HJ: Centro dos palcos do mundo, a mulher é evidência mesmo quando oculta. Como ela é na literatura angolana.

HS: A mulher, vista pelos poetas de sexo masculino, continua a ser um objecto estético e ser tematizada sob diferentes prismas: erotismo, hipersexualização, fenómeno zungueira, mãe, causadora de traumas etc. Do lado das próprias mulheres, estando em voga o feminismo, a atitude é, como é óbvio e muitas vezes justa, de reivindicação social, emancipação e outros assuntos atinentes. Por outro lado, essa hipersexualização da mulher a que criticamos de forma implícita ao nos dirigirmos aos homens, é reforçada pela própria mulher, principalmente no discurso spoken word.

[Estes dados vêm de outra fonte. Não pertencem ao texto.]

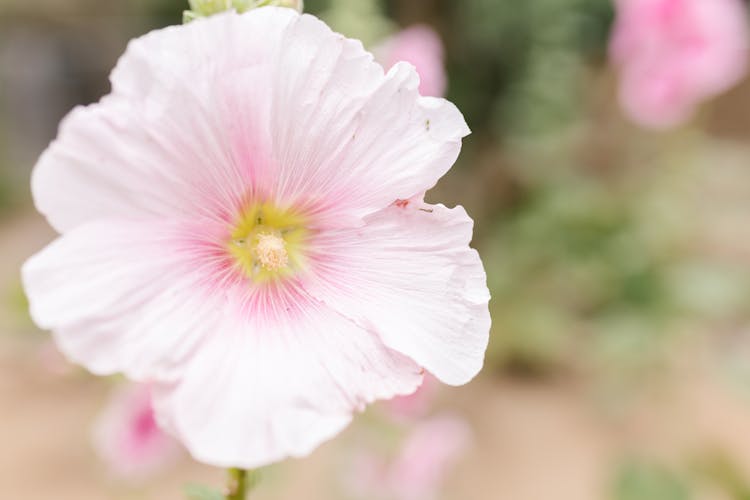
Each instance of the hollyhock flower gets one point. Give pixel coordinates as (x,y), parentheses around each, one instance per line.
(243,226)
(416,405)
(127,438)
(419,468)
(421,46)
(673,54)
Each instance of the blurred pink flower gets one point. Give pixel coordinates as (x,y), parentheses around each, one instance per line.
(419,469)
(127,438)
(414,405)
(242,225)
(421,46)
(673,54)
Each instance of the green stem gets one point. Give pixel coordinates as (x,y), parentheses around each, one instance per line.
(240,484)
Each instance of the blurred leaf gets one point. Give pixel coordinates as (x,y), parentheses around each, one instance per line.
(639,480)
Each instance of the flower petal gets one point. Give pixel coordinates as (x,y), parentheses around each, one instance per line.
(359,138)
(410,275)
(261,391)
(121,297)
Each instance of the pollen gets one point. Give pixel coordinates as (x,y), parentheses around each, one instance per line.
(268,242)
(271,252)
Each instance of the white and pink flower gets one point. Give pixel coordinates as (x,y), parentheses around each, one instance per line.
(674,54)
(127,438)
(419,469)
(243,226)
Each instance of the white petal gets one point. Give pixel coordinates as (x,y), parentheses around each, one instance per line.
(410,275)
(121,297)
(344,133)
(262,391)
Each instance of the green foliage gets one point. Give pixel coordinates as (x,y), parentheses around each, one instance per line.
(641,480)
(201,492)
(203,8)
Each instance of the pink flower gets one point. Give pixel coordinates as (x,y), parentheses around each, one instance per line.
(418,470)
(413,405)
(421,46)
(673,54)
(242,225)
(127,438)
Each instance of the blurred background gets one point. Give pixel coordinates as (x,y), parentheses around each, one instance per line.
(611,217)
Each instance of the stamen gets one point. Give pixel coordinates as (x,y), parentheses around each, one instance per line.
(271,251)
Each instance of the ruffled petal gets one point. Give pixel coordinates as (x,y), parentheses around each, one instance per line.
(410,275)
(348,139)
(262,391)
(122,297)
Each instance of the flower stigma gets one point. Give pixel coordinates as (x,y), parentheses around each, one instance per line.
(271,251)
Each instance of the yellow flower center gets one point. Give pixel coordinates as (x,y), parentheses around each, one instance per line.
(268,242)
(271,251)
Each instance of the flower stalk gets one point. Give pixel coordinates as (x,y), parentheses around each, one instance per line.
(240,483)
(237,487)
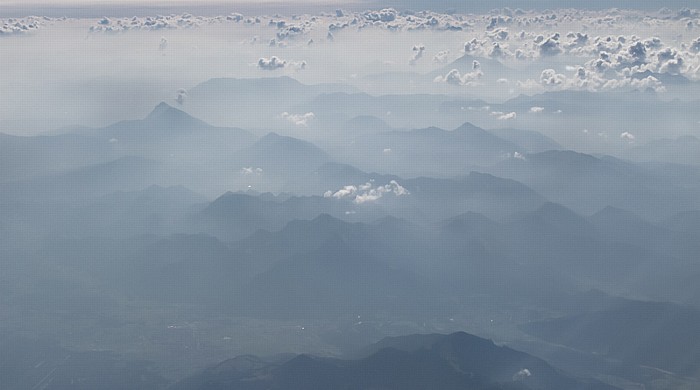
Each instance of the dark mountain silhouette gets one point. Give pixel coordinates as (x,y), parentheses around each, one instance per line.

HJ: Diz-se que quem escreve vive uma infância perpétua; gêmeos: Moçambique e Angola. Olha semelhanças nas suas escritas?

HS: Algumas apenas. O que é normal, atendendo a distância e a dificuldade de circulação de livros. De moçambique conheço a poesia de Amosse Mucavele, Hirondina Joshua, Jaime Munguambe, Norek-Red d’Esperança. Sinto que a poesia surrealista, metafísica vai unindo alguns poetas. Mas cada um vai assumindo um tipo de poesia de acordo com o contexto, apesar de quase similar.

O colonialismo logrou-nos uma língua que nos obriga a sermos solidários no contexto geopolítico global, ao ponto de lembrar uma relação entre irmãos; a nossa Literatura. A nossa historiografia literária se configura como uma rede de influências que se remontam desde os escritores nacionalistas como Agostinho Neto, Alda Lara, José Craveirinha e Noémia de Sousa; e actualmente Mia Couto e Agualusa. Luandino Vieira e Mia Couto partilham os neologismos de Guimarães Rosa. Há uma boa relação entre escritores da nova geração de Angola e Moçambique.

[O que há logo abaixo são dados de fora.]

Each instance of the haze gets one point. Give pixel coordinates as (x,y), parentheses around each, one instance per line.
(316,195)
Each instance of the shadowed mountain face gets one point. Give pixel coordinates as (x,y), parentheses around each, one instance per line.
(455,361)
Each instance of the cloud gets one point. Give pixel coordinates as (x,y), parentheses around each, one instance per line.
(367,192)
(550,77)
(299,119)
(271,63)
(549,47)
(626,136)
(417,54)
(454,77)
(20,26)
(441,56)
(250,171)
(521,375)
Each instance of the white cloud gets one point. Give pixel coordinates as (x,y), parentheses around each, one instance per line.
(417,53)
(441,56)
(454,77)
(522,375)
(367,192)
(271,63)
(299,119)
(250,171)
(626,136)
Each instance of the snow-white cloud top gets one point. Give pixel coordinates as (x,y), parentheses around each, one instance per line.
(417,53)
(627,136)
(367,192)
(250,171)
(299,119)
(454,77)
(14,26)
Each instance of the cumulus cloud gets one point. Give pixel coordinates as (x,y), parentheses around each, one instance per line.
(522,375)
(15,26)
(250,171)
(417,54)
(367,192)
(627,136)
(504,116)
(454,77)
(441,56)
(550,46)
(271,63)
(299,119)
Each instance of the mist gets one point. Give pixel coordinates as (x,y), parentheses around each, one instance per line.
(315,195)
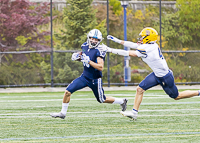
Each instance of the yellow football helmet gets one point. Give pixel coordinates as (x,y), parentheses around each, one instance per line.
(148,35)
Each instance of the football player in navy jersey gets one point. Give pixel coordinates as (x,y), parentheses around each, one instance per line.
(149,51)
(93,61)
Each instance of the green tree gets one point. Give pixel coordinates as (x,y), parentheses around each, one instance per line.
(181,29)
(79,18)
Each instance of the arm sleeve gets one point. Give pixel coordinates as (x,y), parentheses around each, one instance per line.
(130,44)
(101,54)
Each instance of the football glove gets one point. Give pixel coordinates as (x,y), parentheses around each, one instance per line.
(76,56)
(85,59)
(106,48)
(110,37)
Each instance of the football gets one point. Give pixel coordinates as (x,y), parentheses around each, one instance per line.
(80,54)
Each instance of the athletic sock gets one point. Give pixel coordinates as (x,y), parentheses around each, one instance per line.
(135,111)
(118,101)
(64,108)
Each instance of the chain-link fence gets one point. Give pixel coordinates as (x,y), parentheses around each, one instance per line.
(180,47)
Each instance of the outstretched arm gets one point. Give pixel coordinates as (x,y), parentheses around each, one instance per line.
(131,53)
(125,43)
(99,65)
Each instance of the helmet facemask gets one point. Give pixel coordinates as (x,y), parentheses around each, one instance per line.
(148,35)
(94,38)
(93,42)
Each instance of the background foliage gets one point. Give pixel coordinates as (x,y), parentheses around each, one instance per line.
(31,30)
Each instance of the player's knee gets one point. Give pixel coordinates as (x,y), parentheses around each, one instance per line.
(139,90)
(67,93)
(100,101)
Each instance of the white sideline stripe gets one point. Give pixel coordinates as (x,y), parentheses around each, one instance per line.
(97,112)
(100,136)
(75,116)
(124,95)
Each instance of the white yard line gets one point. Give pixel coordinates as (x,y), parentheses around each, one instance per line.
(103,136)
(97,112)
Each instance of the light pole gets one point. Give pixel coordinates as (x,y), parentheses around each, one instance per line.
(127,69)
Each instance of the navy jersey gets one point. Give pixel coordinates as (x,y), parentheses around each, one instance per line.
(93,53)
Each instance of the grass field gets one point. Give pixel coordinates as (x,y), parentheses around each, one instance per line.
(24,117)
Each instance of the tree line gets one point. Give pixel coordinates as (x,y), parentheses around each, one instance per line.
(26,26)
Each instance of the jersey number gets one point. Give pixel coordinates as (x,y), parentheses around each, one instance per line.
(160,54)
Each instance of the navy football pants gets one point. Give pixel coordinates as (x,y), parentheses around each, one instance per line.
(94,84)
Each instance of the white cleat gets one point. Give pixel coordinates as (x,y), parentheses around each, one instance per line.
(124,105)
(57,115)
(129,114)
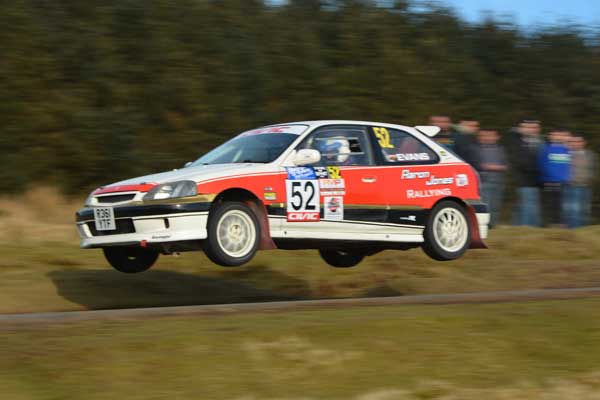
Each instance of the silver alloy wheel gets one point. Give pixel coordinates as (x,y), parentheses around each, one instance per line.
(450,229)
(236,233)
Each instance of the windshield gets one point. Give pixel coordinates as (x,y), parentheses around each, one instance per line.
(258,146)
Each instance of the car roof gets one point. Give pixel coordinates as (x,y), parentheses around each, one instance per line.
(318,123)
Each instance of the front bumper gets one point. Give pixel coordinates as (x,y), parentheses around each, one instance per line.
(151,224)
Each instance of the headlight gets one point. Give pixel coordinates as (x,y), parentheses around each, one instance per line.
(172,190)
(88,201)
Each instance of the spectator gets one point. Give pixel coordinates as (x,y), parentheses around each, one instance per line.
(554,163)
(492,167)
(525,146)
(459,139)
(465,147)
(447,136)
(578,196)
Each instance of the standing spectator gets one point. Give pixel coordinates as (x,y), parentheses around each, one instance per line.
(447,136)
(459,139)
(555,164)
(525,147)
(492,167)
(578,196)
(468,129)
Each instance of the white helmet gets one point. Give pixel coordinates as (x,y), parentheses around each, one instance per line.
(335,149)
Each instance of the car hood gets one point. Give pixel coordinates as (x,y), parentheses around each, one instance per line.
(197,174)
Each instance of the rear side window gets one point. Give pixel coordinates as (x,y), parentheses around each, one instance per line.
(341,145)
(399,147)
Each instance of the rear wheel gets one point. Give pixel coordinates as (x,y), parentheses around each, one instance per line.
(130,260)
(448,232)
(233,234)
(340,258)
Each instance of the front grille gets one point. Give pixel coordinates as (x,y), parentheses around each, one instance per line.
(115,198)
(123,226)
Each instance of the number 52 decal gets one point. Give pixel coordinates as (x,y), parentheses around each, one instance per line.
(303,200)
(383,136)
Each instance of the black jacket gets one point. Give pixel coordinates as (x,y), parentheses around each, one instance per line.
(524,155)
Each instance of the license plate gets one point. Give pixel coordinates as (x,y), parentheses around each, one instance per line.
(104,217)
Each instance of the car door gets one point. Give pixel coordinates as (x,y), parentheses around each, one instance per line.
(346,182)
(412,174)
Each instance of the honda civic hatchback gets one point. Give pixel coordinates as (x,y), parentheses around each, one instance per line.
(346,188)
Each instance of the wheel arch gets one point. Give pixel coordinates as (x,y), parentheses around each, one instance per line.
(476,241)
(256,205)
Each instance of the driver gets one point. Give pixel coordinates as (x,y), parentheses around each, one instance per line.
(334,150)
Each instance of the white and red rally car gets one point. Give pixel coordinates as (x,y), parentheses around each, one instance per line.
(349,189)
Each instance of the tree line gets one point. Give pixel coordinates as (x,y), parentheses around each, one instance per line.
(95,91)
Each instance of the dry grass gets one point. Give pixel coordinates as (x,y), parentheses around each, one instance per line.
(43,269)
(543,350)
(39,215)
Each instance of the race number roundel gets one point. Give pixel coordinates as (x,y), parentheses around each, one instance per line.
(303,200)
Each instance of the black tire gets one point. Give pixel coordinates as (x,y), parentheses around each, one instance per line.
(434,245)
(340,259)
(216,249)
(130,260)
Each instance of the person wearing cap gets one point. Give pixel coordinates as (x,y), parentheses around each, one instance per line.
(525,145)
(492,168)
(578,196)
(555,173)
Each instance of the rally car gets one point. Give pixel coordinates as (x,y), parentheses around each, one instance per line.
(349,189)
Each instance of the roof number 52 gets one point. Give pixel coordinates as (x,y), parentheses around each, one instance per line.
(383,136)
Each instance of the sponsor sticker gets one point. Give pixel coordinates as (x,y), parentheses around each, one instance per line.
(334,208)
(413,157)
(301,173)
(407,174)
(433,181)
(303,200)
(423,194)
(270,196)
(334,172)
(321,172)
(332,184)
(462,180)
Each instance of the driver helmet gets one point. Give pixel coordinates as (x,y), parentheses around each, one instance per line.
(335,149)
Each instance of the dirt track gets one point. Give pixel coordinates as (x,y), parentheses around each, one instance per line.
(16,320)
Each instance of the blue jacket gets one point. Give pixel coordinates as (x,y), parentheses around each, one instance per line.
(555,163)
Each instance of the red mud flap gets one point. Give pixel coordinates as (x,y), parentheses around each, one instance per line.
(476,241)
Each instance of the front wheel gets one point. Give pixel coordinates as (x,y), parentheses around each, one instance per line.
(130,260)
(341,259)
(233,234)
(448,232)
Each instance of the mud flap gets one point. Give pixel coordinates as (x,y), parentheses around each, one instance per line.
(266,242)
(476,241)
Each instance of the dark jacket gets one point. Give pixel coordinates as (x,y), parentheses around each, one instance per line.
(524,155)
(555,163)
(490,154)
(461,144)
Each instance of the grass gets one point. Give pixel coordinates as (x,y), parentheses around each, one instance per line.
(546,350)
(43,269)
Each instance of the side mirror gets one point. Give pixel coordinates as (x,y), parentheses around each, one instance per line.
(306,157)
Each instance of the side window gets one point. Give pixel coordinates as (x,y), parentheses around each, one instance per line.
(341,145)
(399,147)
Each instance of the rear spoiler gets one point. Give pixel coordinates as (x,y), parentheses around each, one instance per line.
(430,131)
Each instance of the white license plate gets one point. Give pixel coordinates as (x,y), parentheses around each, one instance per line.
(104,217)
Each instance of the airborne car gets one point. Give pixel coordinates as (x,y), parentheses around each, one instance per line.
(349,189)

HJ: É jovem, poeta e crítico literário. Que anseia para a nova poesia angolana?

HS: Futuro risonho. Conheço os autores de perto, na sua maioria. Está a crescer qualitativamente porque as pessoas estão a descobrir que já mais escreverão bons poemas se não lerem.

Obrigado em nome de todos os jovens angolanos e por essa relação. Para nós vocês têm servido de exemplos.